Taking into account that the stimulus checks have now all been doled out, she said she is “more cautious” going into July and beyond, but that “retailers are doing a better job adjusting orders in light of the difficult environment.”
Not everyone is as optimistic.
“It’s a bit of a problem. Back-to-school is a risk,” said Global Insight chief U.S. economist Brian Bethune. “There will be a problem for fall sales, no question about it. It’s going to take a lot of clever marketing to keep the consumer engaged.”
Just how much even the best marketing can accomplish is debatable, but that doesn’t excuse retailers from trying.
Hoping to cash in a bit on nostalgia for earlier times, J.C. Penney is launching an aggressive b-t-s campaign tied to the Eighties teen movie, “The Breakfast Club,” to highlight six new teen brands.
Mass merchants and off-price retailers may have a bit of an advantage going into the season due to their emphasis on sharp pricing, and the former may have an extra boost from having a wide assortment of merchandise, making “one-stop shopping” a reality for shoppers trying to avoid an extra trip to the gas station.
Wal-Mart, which had an impressive 5.8 comp sales increase in June, is also rolling out a series of promotions for b-t-s merchandise.
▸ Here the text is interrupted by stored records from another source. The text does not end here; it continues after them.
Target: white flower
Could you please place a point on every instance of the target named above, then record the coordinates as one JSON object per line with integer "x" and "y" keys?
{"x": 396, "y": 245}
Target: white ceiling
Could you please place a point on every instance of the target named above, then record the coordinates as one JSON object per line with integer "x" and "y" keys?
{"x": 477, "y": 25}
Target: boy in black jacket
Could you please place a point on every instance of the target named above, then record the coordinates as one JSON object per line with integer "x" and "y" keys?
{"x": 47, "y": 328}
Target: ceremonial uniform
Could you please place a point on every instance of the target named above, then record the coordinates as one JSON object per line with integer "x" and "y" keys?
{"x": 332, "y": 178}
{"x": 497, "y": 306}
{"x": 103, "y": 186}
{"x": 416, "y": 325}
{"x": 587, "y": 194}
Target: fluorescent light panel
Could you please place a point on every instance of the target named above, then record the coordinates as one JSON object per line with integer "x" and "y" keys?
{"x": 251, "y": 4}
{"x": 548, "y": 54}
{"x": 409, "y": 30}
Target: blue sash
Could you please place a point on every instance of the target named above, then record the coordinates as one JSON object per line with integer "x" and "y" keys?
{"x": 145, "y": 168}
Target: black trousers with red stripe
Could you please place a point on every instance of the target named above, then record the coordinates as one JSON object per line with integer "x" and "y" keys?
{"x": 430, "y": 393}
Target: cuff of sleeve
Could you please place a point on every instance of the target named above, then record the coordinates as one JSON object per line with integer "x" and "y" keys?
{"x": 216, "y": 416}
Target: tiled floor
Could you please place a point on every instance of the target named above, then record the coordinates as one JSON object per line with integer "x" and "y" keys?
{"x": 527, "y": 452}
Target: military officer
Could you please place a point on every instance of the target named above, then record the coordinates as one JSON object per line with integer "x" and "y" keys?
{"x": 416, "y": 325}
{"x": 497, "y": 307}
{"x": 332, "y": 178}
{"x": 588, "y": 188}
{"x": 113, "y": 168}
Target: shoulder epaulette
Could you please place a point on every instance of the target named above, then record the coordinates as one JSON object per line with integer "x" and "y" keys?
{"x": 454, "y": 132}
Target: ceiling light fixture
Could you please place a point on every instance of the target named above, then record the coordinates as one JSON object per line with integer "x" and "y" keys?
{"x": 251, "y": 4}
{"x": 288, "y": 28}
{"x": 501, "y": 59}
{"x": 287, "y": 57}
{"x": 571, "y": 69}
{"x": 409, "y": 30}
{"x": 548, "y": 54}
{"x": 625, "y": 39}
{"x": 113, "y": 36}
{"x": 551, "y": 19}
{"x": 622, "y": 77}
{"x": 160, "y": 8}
“Customers like what they are seeing and they’re shopping more of the store,” Wal-Mart U.S. president and chief executive officer Eduardo Castro-Wright said. “Assortments and brands have improved, which bodes well for the upcoming seasons, including back-to-school.”
Rival Target, which posted a 0.4 percent increase in June comps compared to a 3.3 percent increase for the same period a year ago, is focusing more on promoting its discount prices, according to spokeswoman Hadley Burrows.
Gap, which had a 7 percent decrease in June comps, prescribed a different remedy. The specialty store powerhouse tied together all its nameplates when it launched its Web site, Universality, two months ago. Designed to be a one-stop shop, consumers can purchase merchandise from all four of the company’s brands, using the same online shopping cart, and paying one $7 shipping fee.
Although the site was not launched specifically to combat economic woes, said spokeswoman Kris Marubio, it comes at an opportune time when families want to save money on gas.